Les tentations de Jésus au désert sont le miroir des tentations d’Adam et Ève au Paradis. Le fruit de l’arbre était savoureux, agréable à la vue et désirable ? Jésus refuse l’idée même de manger les pierres transformées en pains. Car la vie éternelle et le bonheur ne proviennent pas des fruits de la création mais de la Parole de Dieu. Le serpent trompait et flattait l’innocence et la sensibilité d’Ève ? Au dévoiement pervers des Écritures par le diable, faisant passer le mal pour du bien, Jésus répond par la vérité de la Parole de Dieu. Ève a choisi la parole du serpent contre celle de Dieu ? Jésus a choisi l’adoration de Dieu contre celle du serpent. Il a fait à rebours le chemin parcouru par Ève à l’origine et, par sa dernière réponse, a renvoyé le serpent et sa puissance perverse au néant. Désormais, la voie est libre pour tous ceux qui, par le baptême, font partie de son corps, et par son Esprit sont en communion avec lui. C’est exactement ce qu’enseigne saint Paul dans son épître aux Romains.
Nous ne sommes pas meilleurs qu’Adam et Ève. Nous ne sommes pas plus vertueux que Moïse et tous les prophètes. Mais au baptême nous avons reçu l’Esprit de Jésus Christ. Nous lui appartenons.

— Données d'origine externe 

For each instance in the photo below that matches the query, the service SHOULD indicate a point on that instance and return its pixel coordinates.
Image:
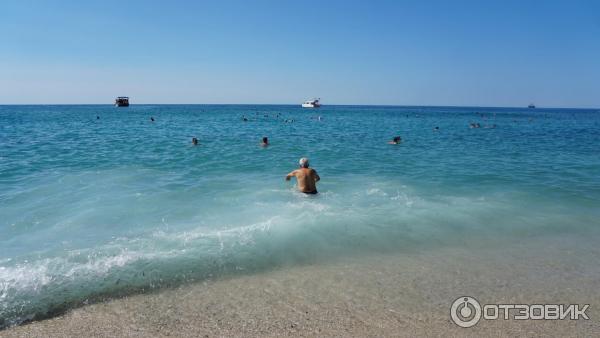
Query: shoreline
(396, 294)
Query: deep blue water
(93, 208)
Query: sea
(99, 202)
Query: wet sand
(401, 294)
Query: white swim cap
(303, 162)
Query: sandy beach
(375, 295)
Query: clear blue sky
(500, 53)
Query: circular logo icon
(465, 311)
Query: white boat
(314, 103)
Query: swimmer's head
(303, 162)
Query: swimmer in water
(307, 177)
(265, 142)
(395, 140)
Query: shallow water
(91, 208)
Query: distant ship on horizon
(314, 103)
(122, 101)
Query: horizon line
(291, 104)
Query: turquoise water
(94, 208)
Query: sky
(462, 53)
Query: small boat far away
(314, 103)
(122, 101)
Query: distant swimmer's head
(303, 162)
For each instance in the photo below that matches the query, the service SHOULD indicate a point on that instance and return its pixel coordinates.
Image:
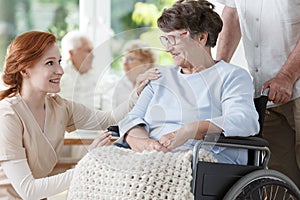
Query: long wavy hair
(23, 53)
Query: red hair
(23, 53)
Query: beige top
(22, 138)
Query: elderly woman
(196, 96)
(138, 58)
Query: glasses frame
(171, 39)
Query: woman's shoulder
(56, 99)
(229, 69)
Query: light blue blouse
(222, 94)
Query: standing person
(138, 58)
(196, 96)
(34, 119)
(271, 36)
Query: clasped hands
(139, 141)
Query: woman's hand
(101, 140)
(138, 140)
(143, 79)
(174, 139)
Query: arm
(237, 108)
(281, 86)
(139, 140)
(18, 172)
(230, 35)
(84, 118)
(195, 130)
(134, 129)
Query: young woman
(34, 119)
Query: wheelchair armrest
(251, 140)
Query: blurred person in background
(138, 58)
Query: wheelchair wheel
(263, 184)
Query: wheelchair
(254, 181)
(214, 181)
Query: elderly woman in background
(196, 96)
(138, 58)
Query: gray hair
(142, 48)
(71, 41)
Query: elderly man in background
(79, 81)
(271, 37)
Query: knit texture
(110, 172)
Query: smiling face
(45, 75)
(188, 52)
(176, 44)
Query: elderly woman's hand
(101, 140)
(143, 79)
(174, 139)
(138, 140)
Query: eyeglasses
(171, 39)
(131, 59)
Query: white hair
(71, 41)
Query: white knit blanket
(116, 173)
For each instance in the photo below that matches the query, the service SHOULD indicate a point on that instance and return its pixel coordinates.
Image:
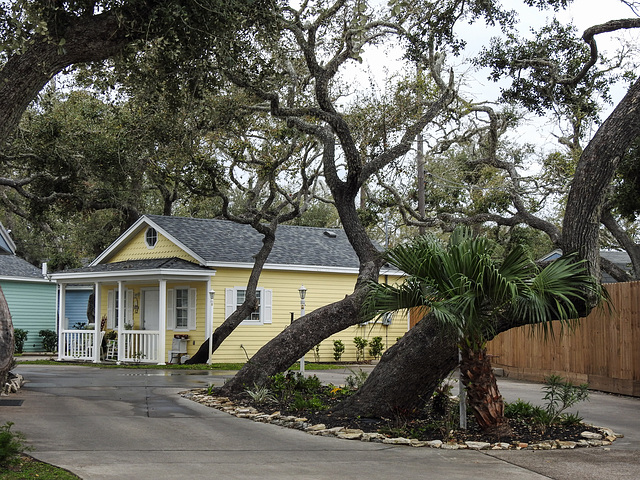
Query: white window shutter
(111, 309)
(230, 302)
(191, 319)
(171, 309)
(267, 301)
(128, 311)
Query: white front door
(150, 310)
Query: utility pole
(420, 161)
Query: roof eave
(131, 232)
(164, 273)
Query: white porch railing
(77, 345)
(140, 346)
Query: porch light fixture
(212, 294)
(136, 303)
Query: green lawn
(30, 468)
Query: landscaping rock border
(13, 384)
(604, 438)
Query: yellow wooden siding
(136, 249)
(322, 288)
(196, 337)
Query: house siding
(75, 306)
(196, 337)
(137, 249)
(322, 289)
(33, 308)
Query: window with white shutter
(261, 315)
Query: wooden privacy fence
(604, 351)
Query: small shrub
(301, 402)
(440, 400)
(19, 337)
(519, 410)
(571, 419)
(361, 344)
(261, 395)
(49, 340)
(11, 445)
(561, 395)
(356, 379)
(376, 347)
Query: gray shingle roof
(12, 266)
(136, 265)
(224, 241)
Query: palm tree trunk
(483, 396)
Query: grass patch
(28, 467)
(317, 366)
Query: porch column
(208, 315)
(162, 322)
(60, 298)
(97, 342)
(120, 321)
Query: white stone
(372, 437)
(502, 446)
(317, 427)
(418, 443)
(450, 446)
(397, 441)
(564, 445)
(478, 445)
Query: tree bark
(6, 341)
(230, 324)
(594, 173)
(483, 397)
(301, 336)
(407, 374)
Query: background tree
(467, 288)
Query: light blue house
(30, 295)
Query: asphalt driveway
(121, 423)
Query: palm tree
(467, 289)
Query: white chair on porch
(178, 349)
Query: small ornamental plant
(19, 337)
(361, 344)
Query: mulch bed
(424, 427)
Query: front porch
(142, 312)
(137, 346)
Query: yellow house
(168, 282)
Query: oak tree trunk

Par le mystère de sa croix, c’est-à-dire par une foi inaltérable en Dieu et le don de notre vie entière par amour pour notre prochain, avec le secours de l’Esprit de Jésus, par l’écoute de sa Parole et sa mise en pratique, nous pouvons faire mieux qu’un homme moyen : nous pouvons faire un petit pas de plus sur le chemin du bien, et, de pas en pas, grandir en force et en sainteté jusqu’à la joie du Paradis retrouvé. L’Esprit nous y pousse, l’Esprit nous y aide, l’Esprit nous y fait renaître.